De plus, ces nouvelles technologies peuvent être appliquées à l'étude des mutations cancérigènes . « Chez 15 % des patients, aucune mutation cancérigène n'est détectée, peut-être parce que les technologies précédentes n'ont pas permis de la détecter. Un autre défi majeur est de comprendre les mutations qui s'accumulent tout au long de notre vie. Cette technologie nous permet de comprendre comment nous accumulons des mutations avec l'âge et en raison de facteurs environnementaux et de mode de vie, avec une résolution sans précédent », ajoute le chercheur, qui reconnaît que l'une des limites est le coût encore élevé du séquençage. « Séquencer un génome coûte mille euros . Au cours des cinq dernières années, ce coût a considérablement diminué, environ quintuplé. On peut donc imaginer un avenir pas si lointain, dans environ cinq ans, où le prix aura suffisamment baissé et où, pour quelques centaines d'euros, nous pourrons séquencer un génome grâce à cette technologie », conclut-il.
En 2003, le génome humain a été séquencé pour la première fois. On a alors découvert que 60 % du génome est constitué d'ADN répétitif, mais les 8 % restants sont restés non résolus en raison de leur complexité. En 2015, le projet 1000 Génomes a séquencé plus de 1 000 génomes humains dans 26 populations à travers le monde. Cependant, les limites de ces technologies, capables de lire l'ADN uniquement en très courts fragments, ont laissé de vastes régions du génome inexplorées. Entre 2021 et 2023, l'intégralité du génome humain sera résolue grâce à la technologie des lectures longues, mais dans une seule référence, et le projet Pangenome voit le jour pour élargir le nombre de références, avec 47 individus provenant des 5 continents.
Des chercheurs ont désormais considérablement élargi le catalogue des variations génétiques humaines connues. Les données obtenues, publiées ce mercredi dans Nature, constituent l' aperçu le plus complet du génome humain à ce jour . Le premier article, co-dirigé par le Laboratoire européen de biologie moléculaire (EMBL), l'Université Heinrich Heine de Düsseldorf (HHU) et le Centre de régulation génomique (CRG) de Barcelone, a analysé les génomes de 1 019 individus issus de 26 populations réparties sur cinq continents.

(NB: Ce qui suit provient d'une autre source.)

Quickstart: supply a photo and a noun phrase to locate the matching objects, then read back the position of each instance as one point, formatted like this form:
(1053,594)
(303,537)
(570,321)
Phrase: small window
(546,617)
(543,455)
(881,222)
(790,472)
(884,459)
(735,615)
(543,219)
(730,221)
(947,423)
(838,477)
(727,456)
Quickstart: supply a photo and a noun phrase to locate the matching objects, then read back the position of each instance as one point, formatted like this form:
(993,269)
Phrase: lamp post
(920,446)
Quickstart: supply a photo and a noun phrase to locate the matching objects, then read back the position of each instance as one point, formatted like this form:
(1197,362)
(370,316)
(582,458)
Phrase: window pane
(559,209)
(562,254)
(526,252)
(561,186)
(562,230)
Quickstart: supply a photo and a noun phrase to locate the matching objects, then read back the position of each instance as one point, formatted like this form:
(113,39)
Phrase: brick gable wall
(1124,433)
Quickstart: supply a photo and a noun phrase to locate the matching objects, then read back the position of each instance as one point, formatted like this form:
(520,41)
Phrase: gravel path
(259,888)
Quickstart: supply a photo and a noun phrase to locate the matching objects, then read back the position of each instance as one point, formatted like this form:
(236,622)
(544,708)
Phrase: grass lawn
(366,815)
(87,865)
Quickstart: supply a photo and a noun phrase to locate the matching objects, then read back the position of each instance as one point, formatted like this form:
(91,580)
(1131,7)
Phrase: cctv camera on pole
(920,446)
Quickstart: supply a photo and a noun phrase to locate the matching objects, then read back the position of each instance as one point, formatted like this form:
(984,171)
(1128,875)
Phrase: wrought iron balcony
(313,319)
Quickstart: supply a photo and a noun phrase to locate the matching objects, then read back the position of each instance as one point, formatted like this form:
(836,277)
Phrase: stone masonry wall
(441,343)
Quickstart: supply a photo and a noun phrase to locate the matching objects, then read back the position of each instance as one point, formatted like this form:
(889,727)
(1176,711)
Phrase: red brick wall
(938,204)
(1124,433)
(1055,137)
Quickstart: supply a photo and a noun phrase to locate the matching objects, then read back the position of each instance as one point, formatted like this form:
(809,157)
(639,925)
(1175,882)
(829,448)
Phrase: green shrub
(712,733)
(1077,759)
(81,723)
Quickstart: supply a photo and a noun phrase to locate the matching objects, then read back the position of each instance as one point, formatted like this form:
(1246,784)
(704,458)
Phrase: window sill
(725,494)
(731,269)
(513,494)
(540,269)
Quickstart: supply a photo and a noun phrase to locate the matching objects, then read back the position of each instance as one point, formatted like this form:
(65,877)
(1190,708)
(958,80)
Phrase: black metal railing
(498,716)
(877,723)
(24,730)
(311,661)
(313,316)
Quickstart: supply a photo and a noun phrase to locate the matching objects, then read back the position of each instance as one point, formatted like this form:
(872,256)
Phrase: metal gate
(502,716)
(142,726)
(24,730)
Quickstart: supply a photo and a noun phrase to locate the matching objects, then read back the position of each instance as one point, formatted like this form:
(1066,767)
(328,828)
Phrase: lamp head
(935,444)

Les chercheurs ont spécifiquement recherché des variantes structurelles dans le génome humain. Il s'agit de grands fragments d'ADN supprimés, dupliqués, insérés, inversés ou réorganisés. Les différences de variantes structurelles entre individus peuvent impliquer des modifications simultanées de milliers de lettres d'ADN, entraînant souvent l'inactivation de gènes et le développement de nombreuses maladies rares et de cancers.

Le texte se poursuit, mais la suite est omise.